Where should they go, and what should we do to help them? Neither question has an easy answer. The fantasy that western military intervention could ever produce a more secure and stable Middle East has been discredited since the invasion of Iraq. In the end, the conclusion of that crime and folly, as well as those of local actors, including the Assad regime, has been that Europe itself is less secure and stable, and the countries we supposedly liberated are a ghastly wasteland. But neither can we offer all of the refugees asylum here. That would likely be impractical politically, even if it were feasible in terms of resources. It doesn’t follow that the refugees have any moral duty to stay where they are. Still less should anyone in this country or in Europe lecture them to that effect. There is something rather unpleasant about the spectacle of Christian leaders, some of them from the churches and communities most affected, preaching from the safety of Europe about the duty of these communities to remain where they are so that the tradition of Christianity in those countries is not broken. People in danger will make their own decisions about where to go, and their choices must be respected.

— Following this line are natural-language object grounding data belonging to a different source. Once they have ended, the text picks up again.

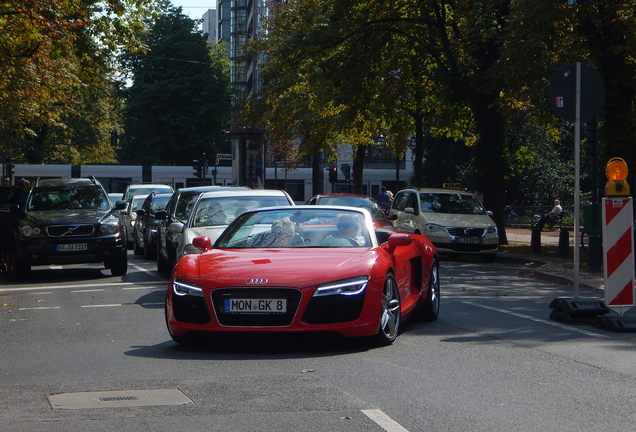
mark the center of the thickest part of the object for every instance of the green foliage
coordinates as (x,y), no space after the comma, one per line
(178,104)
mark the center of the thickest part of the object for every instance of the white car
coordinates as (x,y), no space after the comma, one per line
(454,220)
(213,212)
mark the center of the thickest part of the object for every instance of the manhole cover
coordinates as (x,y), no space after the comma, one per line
(118,399)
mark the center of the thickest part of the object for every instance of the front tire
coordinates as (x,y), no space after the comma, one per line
(389,312)
(430,309)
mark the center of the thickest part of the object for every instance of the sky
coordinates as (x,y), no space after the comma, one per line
(195,8)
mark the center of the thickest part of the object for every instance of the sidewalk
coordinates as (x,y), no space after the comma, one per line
(548,265)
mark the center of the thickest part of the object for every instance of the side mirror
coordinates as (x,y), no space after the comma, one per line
(399,239)
(203,243)
(175,227)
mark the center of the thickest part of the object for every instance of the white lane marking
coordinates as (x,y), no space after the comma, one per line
(384,421)
(539,320)
(96,290)
(108,284)
(105,305)
(145,270)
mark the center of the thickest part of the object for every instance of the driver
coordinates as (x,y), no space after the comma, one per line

Nonetheless, the hope must be that these people can return to their ancestral homes once peace comes. There is nowhere in the region that would be suitable for large-scale resettlement anyway. Even in those countries where there is no active and ongoing persecution, Christians are second-class citizens at best. Even in Iran, where there are guaranteed places for Christians in parliament, and a Christian is the captain of the national football team, there is no real concept of religious freedom and the legal penalty for converting to Christianity can be death. In Egypt things are slightly better since the fall of the regime, which had encouraged a great deal of violence against the ancient Christian communities there, but it can’t be easy for Christians to feel safe.

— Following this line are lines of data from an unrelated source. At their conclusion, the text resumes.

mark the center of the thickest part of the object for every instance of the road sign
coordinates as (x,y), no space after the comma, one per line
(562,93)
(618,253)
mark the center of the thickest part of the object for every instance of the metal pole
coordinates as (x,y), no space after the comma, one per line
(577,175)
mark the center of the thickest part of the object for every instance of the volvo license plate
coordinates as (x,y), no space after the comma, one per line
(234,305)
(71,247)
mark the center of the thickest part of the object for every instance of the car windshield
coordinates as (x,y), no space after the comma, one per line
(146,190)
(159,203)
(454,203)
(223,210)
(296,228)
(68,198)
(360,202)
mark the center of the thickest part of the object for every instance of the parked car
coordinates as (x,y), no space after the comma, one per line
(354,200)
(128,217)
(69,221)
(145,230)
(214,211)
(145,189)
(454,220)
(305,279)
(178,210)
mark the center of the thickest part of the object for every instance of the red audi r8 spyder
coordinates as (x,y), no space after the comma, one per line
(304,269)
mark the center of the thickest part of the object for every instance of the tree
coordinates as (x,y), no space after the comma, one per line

We have to hope that this will not be a permanent condition, and that the Christian minorities there will once more find an honoured place among their neighbours, as they have done for most of the past 2,000 years. In the meantime there is still a great deal that the west can accomplish, even if our powers are not miraculous. Although it would be counterproductive as well as wrong to discriminate in their favour when deciding which refugees to help, it is just as important to ensure that we do not go along passively with the discrimination that Christians do suffer even in refugee camps. The aid that we give must be sustained: the generous aid this government has given to refugee camps in Turkey, Lebanon and Jordan has done far more good than the scattering of bombs so noisily dropped on Isis. In the end, though, what the Christians of the Middle East need is the same as their Muslim neighbours, or anyone else – peace, justice and security. There may be very little that this government can do on the ground, but those should be the aims of our policy.